Mostly, I try to keep doing what I'm doing regardless of how useless it feels. I keep thinking that the work will help me figure something out and truly, I can't think of anything better to do.

As I said, it's been a mean summer. It was a mean summer before Katrina. Bad things are going on all around us.

I can't help it. I see us as sheep. Some of our herd get washed away in the river or eaten by wolves and we look up for a bit, then go right back to grazing the cable chanels.
I don't know what will change this. I'm horrified to think what it might take to make Americans inconvenience themselves just a little to make a difference. I believe it will take more/worse than I can imagine and I can imagine a lot. I keep telling myself that encouraging people to question the information thrown at them, to think for themselves and to speak out is worthwhile regardless of what's going on.

Sometimes you feel like saying 'fuck it' and doing nothing. Sometimes the car won't start. Sometimes it rains too hard. Sometimes the door gets closed in your face. Sometimes you wake up and realize your cat hates you, your eyebrows are getting gray and coffee doesn'taste good anymore. Sometimes you look in the mirror and see a stranger, or worse, your mother. Sometimes you look into an expectant little face and decide it's not about you anymore, so you grow up and get your head out of your ass and look around...
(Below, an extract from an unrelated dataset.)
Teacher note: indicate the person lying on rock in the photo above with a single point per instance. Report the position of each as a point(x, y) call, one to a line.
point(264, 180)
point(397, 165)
If the pool is above 80 degrees, we're swimming. If not, we're walking. I need to get out and breathe. When I get up tomorrow I hope I want to make some good art because that is what I can do, until someone comes up with a better plan.

Thanks for reading, thanks for thinking, thanks for speaking up.

Sunday, September 04, 2005

something, something

Ok. Really, who deserves to die? Me? For saying I needed chocolate? Or Pete, for walking past me and discreetly leaving an OPEN back of Mr. Goodbar Bites and a very cold glass of milk on the counter beside my laptop?

One thing I've learned in my previous careers is that blood is alive, and that dead blood feels different from living blood, and that red paint feels like neither.

Today I painted some puppet hats. I made Orion some cheese eggs, but other than that, I worked on my diving. Orion and I are browner, with slightly greener hair, but finally, I am pointing my toes...

I think a lot about those affected by Katrina. This is so not over. This has been a mean summer for so many. I feel profoundly affected, and a little pissed-off, too tell you the truth.

We do what we can.

Thursday, September 01, 2005

Little Fortuna

You ask her a question and spin the star on top. Where she lands is your answer: Yes, No, Maybe, Likely or Not Likely.

She is a very nice toy, I think, and she has two faces and two puppets---one facing up for 'yes' and the other down for 'no'. The star has the answers engraved on its edges.

Little Fortuna is 14 inches tall, with the star knob. I'm going to put her on the website and try to find her a home. She is starting to get a little dusty.

We spent a lot of the day working on the Dark Caravan fortune teller. I'm taking photos along the way. And, if you'll remind me I'll tell you a small story about "Don't Ask Jack".

I am taking a mental break. Going with Pete to see "40 year old Virgin" or something like that with Steve Corell, who I think is generally very funny.

Funny would be a good thing.

What's with the Cowboy Rat?

OK I've gotta find out about this one. I nearly always take a look at the blog's stats at the first of the month.

Every month since March, I've got a surprising number of visitors to the page with a drawing I did. Cowboy Rat in Question Most of the visitors came from searches for images of a 'Cowboy Rat' and nearly all come from outside of the US.

What gives? If you got this page because you were searching for images of "Cowboy Rat", please fill me in.

Hmm. I suppose I should add an image to this page so it will come up as well... A Not-A-Cowboy-Rat image. And, oddly, the actual sketch was of a CowGIRL, namely, Ravyn.